A couple of weekends ago I put together a python script that utilizes sumy (https://github.com/miso-belica/sumy andhttps://pypi.python.org/pypi/sumy/0.3.0) and pdfminer (http://www.unixuser.org/~euske/python/pdfminer/ and https://pypi.python.org/pypi/pdfminer/) to summarize all pdf, docx (Word), and .txt files in a user-specified directory, including sub-directories as well. In addition, it lists (but doesn’t summarize) the Powerpoint (.ppt and .pptx files as well. I had recently returned from the Intelligent Transportation Society of America’s Annual Meeting, and had a USB drive with the conference proceedings. The problem is, the files are all just organized into folders by session code (e.g., TS-3), and each session could have a quite diverse range of papers. I wanted a way to quickly scan the proceedings to identify items that might be worth my while to read, and also might serve a similar purpose for others.
The user may also specify how many sentences to include in the summary of each document, as well as which of the summarization algorithms included in sumy that they would like used.
Summarizers generally attempt to determine the most important sentences within a document in terms of describing its content, and present them. They do not really understand a report, and can’t write a new abstract like a human could. So the sentences in the summary to not flow together, but typically do capture the content of the document. In addition to the summary, I pull out the first line in each report, as this is often the title or the first part of the title of the report.

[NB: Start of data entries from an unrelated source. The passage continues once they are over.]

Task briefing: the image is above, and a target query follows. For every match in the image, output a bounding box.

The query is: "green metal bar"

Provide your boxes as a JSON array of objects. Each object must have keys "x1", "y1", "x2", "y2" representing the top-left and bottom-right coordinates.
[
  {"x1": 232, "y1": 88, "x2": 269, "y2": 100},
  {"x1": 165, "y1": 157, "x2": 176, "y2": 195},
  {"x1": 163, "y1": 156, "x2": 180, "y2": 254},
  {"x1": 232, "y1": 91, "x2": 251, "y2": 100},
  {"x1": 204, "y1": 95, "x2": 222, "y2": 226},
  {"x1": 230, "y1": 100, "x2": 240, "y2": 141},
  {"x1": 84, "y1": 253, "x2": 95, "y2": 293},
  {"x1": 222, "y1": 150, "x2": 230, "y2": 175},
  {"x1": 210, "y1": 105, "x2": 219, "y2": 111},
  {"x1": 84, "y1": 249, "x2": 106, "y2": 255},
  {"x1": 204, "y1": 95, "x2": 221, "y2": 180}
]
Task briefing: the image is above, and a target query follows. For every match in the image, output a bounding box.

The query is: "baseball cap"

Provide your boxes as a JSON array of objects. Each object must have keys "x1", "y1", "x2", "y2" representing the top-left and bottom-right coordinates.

Here’s an example 6-sentence summary the tool produced for one of the papers in the proceedings, related to semi-automated platooning of trucks to reduce fuel consumption. I think it captures the scope of the paper:
POSSIBLE TITLE: EVALUATION AND TESTING OF DRIVER ASSISTIVE TRUCK PLATOONING:
This paper provides selected final results from Phase One, which is explored a range of technical and non-technical challenges, including assessing feasible real-world business models within the trucking industry.
Testing in past FHWA EAR research and by project partner Peloton has shown that, due to aerodynamic drafting effects, DATP has the potential to significantly reduce fuel use.
The premise of this research is that taking this technology to full commercialization requires a simpler technical approach (compared to fully automated platooning) which bridges from current trucking operations to DATP.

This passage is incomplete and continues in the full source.